The re module offers a set of functions that allows us to search a string for a match:

---

**Function	Description**

---

**findall **       -> 	Returns a list containing all matches

**search  **     -> 	Returns a Match object if there is a match anywhere in the string

**split	 **       ->    Returns a list where the string has been split at each match

**sub  **   ->    	Replaces one or many matches with a string

In [0]:
import re

#Return a list containing every occurrence of "ai":

str = "The rain in Spain"
x = re.findall("ai", str)
print(x)

['ai', 'ai']


The list contains the matches in the order they are found.

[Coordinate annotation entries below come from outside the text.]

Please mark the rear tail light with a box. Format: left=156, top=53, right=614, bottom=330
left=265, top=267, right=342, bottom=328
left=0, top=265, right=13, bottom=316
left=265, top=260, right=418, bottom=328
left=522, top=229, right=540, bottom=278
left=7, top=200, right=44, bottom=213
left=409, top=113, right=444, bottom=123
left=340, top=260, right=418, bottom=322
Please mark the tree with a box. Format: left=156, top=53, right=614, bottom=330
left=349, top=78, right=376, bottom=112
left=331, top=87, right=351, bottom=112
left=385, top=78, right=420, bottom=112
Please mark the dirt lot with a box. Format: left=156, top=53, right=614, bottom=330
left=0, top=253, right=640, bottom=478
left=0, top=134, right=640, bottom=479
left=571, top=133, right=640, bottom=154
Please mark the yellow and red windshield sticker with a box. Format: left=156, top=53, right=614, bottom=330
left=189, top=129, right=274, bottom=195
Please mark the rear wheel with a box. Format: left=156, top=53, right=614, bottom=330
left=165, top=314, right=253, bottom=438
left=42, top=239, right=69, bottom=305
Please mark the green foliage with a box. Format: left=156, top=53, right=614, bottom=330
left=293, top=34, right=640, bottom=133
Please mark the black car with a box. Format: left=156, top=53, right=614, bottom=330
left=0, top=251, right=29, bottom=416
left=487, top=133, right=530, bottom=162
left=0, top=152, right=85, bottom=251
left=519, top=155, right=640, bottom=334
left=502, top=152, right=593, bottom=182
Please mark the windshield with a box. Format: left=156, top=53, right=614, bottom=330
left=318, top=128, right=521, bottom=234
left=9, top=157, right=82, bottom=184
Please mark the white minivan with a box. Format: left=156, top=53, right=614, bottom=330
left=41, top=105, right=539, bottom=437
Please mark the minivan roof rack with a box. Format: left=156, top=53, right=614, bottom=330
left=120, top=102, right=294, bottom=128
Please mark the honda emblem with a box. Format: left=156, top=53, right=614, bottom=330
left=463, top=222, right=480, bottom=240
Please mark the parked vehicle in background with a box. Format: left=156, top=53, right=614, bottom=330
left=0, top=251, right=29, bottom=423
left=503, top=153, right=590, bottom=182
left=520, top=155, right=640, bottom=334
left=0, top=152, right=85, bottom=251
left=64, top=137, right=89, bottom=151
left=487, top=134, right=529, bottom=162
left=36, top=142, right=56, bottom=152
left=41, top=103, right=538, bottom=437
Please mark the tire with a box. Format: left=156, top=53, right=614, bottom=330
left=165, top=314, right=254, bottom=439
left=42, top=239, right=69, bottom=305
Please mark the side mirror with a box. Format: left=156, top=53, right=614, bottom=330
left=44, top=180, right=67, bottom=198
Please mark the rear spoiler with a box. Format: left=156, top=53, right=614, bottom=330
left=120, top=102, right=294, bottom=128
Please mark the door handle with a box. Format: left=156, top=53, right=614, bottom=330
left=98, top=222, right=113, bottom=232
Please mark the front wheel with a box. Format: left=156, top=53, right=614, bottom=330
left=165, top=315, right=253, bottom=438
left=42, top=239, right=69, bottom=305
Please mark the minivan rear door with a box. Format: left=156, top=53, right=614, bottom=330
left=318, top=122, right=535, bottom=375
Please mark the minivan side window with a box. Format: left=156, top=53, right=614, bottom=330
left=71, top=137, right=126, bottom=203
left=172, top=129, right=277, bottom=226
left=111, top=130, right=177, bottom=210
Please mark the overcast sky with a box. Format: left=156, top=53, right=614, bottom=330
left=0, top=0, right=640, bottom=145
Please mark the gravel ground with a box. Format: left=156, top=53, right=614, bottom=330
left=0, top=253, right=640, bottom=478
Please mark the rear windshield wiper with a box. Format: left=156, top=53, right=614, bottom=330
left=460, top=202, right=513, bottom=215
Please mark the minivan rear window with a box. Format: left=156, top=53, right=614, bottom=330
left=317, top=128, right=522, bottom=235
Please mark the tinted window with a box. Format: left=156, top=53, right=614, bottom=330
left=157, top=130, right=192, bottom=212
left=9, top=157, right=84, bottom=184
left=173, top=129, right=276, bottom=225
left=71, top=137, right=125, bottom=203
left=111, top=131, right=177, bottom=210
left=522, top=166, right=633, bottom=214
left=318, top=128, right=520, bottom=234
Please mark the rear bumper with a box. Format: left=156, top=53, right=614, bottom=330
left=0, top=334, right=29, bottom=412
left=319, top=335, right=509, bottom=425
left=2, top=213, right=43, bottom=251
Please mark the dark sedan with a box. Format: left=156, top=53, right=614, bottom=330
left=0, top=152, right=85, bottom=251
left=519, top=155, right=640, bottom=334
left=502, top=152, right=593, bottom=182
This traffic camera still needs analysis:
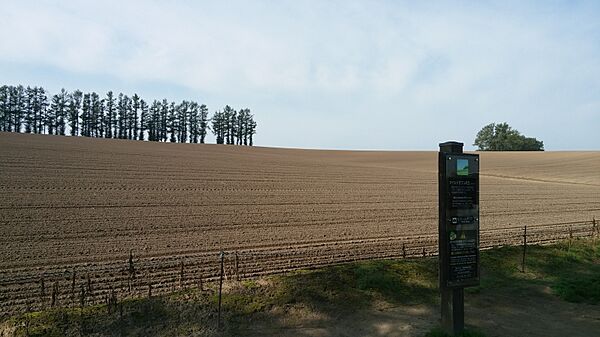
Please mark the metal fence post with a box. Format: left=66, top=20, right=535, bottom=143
left=521, top=225, right=527, bottom=273
left=217, top=251, right=225, bottom=330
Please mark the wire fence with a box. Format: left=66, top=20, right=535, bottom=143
left=0, top=219, right=600, bottom=318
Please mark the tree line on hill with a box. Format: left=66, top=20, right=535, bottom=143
left=473, top=123, right=544, bottom=151
left=0, top=85, right=256, bottom=146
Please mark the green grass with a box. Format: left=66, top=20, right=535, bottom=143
left=467, top=240, right=600, bottom=304
left=3, top=240, right=600, bottom=337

If no matches are found, an empty list is returned:

In [0]:
import re

str = "The rain in Spain"
x = re.findall("Portugal", str)
print(x)

if (x):
  print("Yes, there is at least one match!")
else:
  print("No match")


[]
No match


**The search() Function**

The search() function searches the string for a match, and returns a Match object if there is a match.

If there is more than one match, only the first occurrence of the match will be returned:

---

Search for the first white-space character in the string:

In [0]:
import re

str = "The rain in Spain"
x = re.search("\s", str)

print("The first white-space character is located in position:", x.start())

The first white-space character is located in position: 3


If no matches are found, the value** None** is returned:

---

Make a search that returns no match:

In [0]:
import re

str = "The rain in Spain"
x = re.search("Portugal", str)
print(x)

None


**The split() Function**

The split() function returns a list where the string has been split at each match:


---

Split at each white-space character:

In [0]:
import re

str = "The rain in Spain"
x = re.split("\s", str)
print(x)

['The', 'rain', 'in', 'Spain']


You can control the number of occurrences by specifying the maxsplit parameter:

---
Split the string only at the first occurrence:

In [0]:
import re

str = "The rain in Spain"
x = re.split("\s", str, 1)
print(x)

['The', 'rain in Spain']


**The sub() Function**

The sub() function replaces the matches with the text of your choice:

---

**Example:**
Replace every white-space character with the number 9:

In [0]:
import re

str = "The rain in Spain"
x = re.sub("\s", "9", str)
print(x)

The9rain9in9Spain


You can control the number of replacements by specifying the count parameter:

---

**Example:**
Replace the first 2 occurrences:

In [0]:
import re

str = "The rain in Spain"
x = re.sub("\s", "9", str, 2)
print(x)

The9rain9in Spain


**Match Object**

A Match Object is an object containing information about the search and the result.

---

**Note:** If there are no match, the value None will be returned, instead of the Match Object.

---
**Example: **Do a search that will return a Match Object:

In [0]:
import re

str = "The rain in Spain"
x = re.search("ai", str)
print(x) #this will print an object

<_sre.SRE_Match object; span=(5, 7), match='ai'>


**The Match object has properties and methods used to retrieve information about the search, and the result:**

**.span()** -> returns a tuple containing the start-, and end positions of the match.

**.string** -> returns the string passed into the function

**.group()** -> returns the part of the string where there was a match

---

**Example: **
Print the position (start- and end-position) of the first match occurrence.

The regular expression looks for any words that starts with an upper case "S":



In [0]:
import re

str = "The rain in Spain"
x = re.search(r"\bS\w+", str)
print(x.span())

(12, 17)


**Example:**
Print the string passed into the function:

In [0]:
import re

str = "The rain in Spain"
x = re.search(r"\bS\w+", str)
print(x.string)

The rain in Spain


**Example:**
Print the part of the string where there was a match.

The regular expression looks for any words that starts with an upper case "S":

In [0]:
import re

str = "The rain in Spain"
x = re.search(r"\bS\w+", str)
print(x.group())

Spain


**Note: **If there are no match, the value None will be returned, instead of the Match Object.